Yale School Of MedicineOne has to be very careful in taking good care of their health as this news appears to provide insights about peril bacterial infections like bronchitis or pneumonia. A Yale School of Medicine study divulges that the flu seems to be the reason for a complete repression of the body’s innate immune response. While essential to avert an unnecessary and maybe deadly inflammatory response, the immune suppression could decrease the body’s capability to drive away secondary bacterial infections.

While several studies have concentrated on how our body’s immune system shields us from a single pathogen like the flu virus, it is apparently indistinct how this reaction may change the body’s capability to react to a second infectious agent like bacteria.
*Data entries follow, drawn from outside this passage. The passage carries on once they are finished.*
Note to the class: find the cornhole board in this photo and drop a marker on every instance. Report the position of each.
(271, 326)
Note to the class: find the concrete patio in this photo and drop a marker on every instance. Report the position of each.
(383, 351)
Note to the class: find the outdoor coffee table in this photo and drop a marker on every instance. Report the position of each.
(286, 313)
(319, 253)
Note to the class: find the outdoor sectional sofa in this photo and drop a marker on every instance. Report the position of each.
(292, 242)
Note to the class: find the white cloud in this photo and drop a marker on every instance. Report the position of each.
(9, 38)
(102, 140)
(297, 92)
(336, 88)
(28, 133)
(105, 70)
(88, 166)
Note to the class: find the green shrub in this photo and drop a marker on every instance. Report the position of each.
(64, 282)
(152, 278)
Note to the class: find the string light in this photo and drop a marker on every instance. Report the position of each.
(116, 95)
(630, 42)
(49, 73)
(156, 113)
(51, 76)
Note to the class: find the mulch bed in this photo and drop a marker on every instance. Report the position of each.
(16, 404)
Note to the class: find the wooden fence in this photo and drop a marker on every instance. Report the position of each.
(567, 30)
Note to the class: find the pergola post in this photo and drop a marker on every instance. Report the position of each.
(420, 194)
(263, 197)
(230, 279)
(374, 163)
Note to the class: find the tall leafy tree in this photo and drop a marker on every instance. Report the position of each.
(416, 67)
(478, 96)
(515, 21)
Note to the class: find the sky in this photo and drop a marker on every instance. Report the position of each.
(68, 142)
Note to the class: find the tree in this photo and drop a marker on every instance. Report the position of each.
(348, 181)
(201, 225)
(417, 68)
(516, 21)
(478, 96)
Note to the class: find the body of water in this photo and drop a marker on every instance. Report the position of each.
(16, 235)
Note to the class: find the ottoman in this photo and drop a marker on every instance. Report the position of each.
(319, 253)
To examine what takes place in co-infection, concurrent infection with numerous pathogens, the Yale scientists supposedly contaminated one group of mice first with the influenza virus, and numerous days afterward with bacteria. A second control group was apparently infected simply with bacteria.

The team discovered that the bacteria-fighting inborn immune systems could be more acutely compromised in the mice that had been supposedly contaminated with the flu virus as compared to those infected merely by bacteria.

Lead author Ruslan Medzhitov, Ph.D., professor of immunobiology and Howard Hughes Medical Institute Investigator, commented, “The virulence of the flu had somehow weakened the body’s ability to fight off further infection. We know in humans that this kind of secondary bacterial infection is what most often can kill flu patients.”

Additional study appears to have disclosed the means for this repression of the immune system. The team discovered that lung impairment from the viral infection had activated a continued augment in serum glucocorticoid levels. Glucocorticoids are said to generated by the adrenal glands during episodes of psychological and physiological stress and hold back the inflammatory and immune responses. This process may be helpful, even life-saving in the case of influenza infection, since it averts unnecessary inflammation that may be lethal.

But the paradox is that it may also counteract the arms required by the systemic immune system to repel secondary bacterial infection.

The study was published in Cell Host and Microbe.